The objective of the event was to engage with the next generation of scientists and introduce them to the NATO Science and Technology Organization (STO) by giving them the opportunity to present their research and to take part in a meeting of the STB.
Anna Stumme, an electronics engineer in the Radar Division at the Naval Research Laboratory (NRL) attended the event and delivered a presentation on utilizing additive manufacturing (AM) for radio frequency (RF) applications. Her research receives funding from the Office of Naval Research.
“I was incredibly honored to be nominated and selected for this event. It was such a unique and exciting experience being able to present my research to established scientists and engineers,” said Stumme. “I think my presentation and poster were well received, and I had many engaging conversations with the STB members about my work. As a young engineer, it was an extremely rewarding experience to see more experienced scientists interested in and wanting to learn more about my research.”
Additive manufacturing, or 3-D printing, has advanced beyond rapid prototyping to the manufacturing of structural and functional components. AM enables a new design space to realize increased capabilities.
“I think the design freedom that additive manufacturing offers is the most interesting aspect,” said Stumme. “AM is often used as a low-cost, rapid-prototyping method, but it can offer much more than that. AM allows for three-dimensional design freedom and enables such unique and complex designs to be fabricated that just could not be built with any other manufacturing method.”
The RF components and antennas designed via the AM process will reduce cost, weight and fabrication time.

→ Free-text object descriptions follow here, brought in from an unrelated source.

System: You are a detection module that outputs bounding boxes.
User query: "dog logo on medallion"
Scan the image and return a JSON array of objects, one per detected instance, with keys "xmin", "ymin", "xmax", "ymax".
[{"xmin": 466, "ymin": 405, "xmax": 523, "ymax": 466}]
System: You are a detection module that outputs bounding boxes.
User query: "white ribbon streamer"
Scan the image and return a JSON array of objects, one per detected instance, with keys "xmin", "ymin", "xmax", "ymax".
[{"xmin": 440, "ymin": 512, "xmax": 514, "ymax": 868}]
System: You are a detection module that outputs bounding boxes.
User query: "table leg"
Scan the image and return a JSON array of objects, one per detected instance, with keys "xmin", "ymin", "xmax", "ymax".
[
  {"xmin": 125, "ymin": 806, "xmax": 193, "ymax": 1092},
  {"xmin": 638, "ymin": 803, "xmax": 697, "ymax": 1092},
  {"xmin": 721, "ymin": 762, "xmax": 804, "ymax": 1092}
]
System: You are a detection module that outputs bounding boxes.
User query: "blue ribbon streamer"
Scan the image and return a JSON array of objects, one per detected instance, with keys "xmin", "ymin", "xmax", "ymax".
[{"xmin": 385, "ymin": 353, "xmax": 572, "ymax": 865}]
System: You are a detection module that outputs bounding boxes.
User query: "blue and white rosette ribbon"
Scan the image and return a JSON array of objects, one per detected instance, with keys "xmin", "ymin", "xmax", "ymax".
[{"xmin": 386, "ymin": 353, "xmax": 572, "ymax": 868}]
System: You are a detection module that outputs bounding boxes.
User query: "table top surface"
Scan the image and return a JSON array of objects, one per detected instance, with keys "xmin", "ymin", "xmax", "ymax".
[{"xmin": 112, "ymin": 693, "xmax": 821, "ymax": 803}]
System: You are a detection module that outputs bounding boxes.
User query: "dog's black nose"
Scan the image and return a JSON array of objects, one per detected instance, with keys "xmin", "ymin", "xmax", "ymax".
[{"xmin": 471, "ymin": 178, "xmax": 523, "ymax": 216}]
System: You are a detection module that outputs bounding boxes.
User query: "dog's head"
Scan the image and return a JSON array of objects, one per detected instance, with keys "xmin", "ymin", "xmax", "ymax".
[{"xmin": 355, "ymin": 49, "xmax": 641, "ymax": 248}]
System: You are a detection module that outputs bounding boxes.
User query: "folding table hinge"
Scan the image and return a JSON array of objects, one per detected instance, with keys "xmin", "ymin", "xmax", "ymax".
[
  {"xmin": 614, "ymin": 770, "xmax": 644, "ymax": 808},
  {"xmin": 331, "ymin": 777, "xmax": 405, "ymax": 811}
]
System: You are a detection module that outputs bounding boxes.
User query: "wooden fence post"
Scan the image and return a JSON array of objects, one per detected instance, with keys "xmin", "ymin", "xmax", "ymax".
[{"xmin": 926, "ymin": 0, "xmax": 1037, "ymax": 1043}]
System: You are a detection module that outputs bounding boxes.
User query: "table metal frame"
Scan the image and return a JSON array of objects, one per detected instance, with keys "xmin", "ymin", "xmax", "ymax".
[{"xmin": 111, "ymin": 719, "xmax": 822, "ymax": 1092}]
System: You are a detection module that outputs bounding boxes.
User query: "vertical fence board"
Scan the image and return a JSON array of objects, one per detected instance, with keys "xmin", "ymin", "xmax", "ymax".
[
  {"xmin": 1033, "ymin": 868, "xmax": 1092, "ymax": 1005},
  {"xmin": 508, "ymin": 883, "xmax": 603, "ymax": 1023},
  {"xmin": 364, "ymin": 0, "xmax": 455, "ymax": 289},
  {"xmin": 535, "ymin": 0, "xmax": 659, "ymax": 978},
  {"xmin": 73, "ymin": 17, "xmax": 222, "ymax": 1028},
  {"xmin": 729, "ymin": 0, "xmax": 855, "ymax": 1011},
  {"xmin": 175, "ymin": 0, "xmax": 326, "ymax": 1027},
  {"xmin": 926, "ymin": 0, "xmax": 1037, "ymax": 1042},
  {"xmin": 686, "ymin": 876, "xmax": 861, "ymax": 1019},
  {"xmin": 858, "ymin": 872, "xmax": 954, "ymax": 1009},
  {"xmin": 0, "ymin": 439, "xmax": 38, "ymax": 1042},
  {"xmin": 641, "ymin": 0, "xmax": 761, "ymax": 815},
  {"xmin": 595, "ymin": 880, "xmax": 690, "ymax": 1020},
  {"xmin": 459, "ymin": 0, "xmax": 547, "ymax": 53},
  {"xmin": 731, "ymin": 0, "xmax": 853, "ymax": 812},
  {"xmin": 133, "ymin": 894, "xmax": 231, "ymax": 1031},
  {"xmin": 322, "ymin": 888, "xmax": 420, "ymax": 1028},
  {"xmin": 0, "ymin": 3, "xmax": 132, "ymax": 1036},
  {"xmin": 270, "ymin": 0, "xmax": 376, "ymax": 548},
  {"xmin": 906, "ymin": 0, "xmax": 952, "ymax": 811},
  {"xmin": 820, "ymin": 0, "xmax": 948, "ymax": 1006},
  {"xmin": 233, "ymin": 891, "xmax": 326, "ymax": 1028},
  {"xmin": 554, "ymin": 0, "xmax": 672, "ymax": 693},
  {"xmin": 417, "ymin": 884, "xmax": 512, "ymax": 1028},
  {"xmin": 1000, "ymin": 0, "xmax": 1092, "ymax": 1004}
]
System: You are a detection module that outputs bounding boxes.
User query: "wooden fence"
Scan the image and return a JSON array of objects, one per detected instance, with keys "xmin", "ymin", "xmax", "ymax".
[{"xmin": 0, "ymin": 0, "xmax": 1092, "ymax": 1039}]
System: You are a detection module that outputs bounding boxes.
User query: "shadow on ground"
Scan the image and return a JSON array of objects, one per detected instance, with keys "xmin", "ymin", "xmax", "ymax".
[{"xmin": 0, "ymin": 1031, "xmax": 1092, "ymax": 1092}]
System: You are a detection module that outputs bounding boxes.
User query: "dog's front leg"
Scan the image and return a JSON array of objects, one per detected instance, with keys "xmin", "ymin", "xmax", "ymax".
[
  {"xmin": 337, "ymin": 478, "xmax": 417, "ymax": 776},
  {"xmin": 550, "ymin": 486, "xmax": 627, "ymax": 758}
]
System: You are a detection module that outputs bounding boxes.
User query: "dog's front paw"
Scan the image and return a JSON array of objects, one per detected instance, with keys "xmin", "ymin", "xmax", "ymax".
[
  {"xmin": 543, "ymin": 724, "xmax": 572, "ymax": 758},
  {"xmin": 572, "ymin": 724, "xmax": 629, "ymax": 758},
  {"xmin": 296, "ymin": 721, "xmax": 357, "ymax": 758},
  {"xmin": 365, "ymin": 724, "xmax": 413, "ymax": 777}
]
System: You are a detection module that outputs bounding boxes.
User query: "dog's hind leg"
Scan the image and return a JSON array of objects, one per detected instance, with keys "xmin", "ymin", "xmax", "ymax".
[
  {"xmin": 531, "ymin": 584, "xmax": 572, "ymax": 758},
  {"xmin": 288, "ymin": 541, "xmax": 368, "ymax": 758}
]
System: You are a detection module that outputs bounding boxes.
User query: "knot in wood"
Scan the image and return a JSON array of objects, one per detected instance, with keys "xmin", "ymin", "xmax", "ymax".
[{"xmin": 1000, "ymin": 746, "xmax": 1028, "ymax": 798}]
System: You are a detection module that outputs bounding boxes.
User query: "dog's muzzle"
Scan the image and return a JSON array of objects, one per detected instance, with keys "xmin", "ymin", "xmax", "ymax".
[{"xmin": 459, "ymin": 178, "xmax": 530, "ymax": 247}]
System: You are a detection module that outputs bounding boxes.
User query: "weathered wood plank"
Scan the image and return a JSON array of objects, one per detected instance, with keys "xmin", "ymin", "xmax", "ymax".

“AM of RF components and antennas has many different military applications. The first is rapid and low cost prototyping of designs where we can go through many design iterations in a more cost-effective manner than we can with traditional manufacturing methods,” said Stumme.
“However, there is the desire to utilize AM’s low cost, lightweight characteristics for more end use applications,” Stumme continued. “Some of these applications include integrating antennas in cost or weight restricted vehicles like attritable vehicles or unmanned vehicles. The design freedom of AM allows for manufacturing of conformal multifunction arrays, which are underutilized due to manufacturing challenges with traditional methods. Utilizing conformal apertures allows for more efficient use of space.”
Stumme began at NRL as an intern and became full-time employee in 2017.
“I have been able to work with and learn from some amazing people and engineers,” she said. “I really enjoy being able to work on lots of different projects and programs and knowing that our work is helping advance our Navy’s capabilities.”
Bobby Cummings is a contractor for ONR Corporate Strategic Communications.
|Date Posted:||11.02.2023 12:53|
This work, Utilizing Additive Manufacturing for Radio Frequency Applications, by Bobby Cummings, identified by DVIDS, must comply with the restrictions shown on https://www.dvidshub.net/about/copyright.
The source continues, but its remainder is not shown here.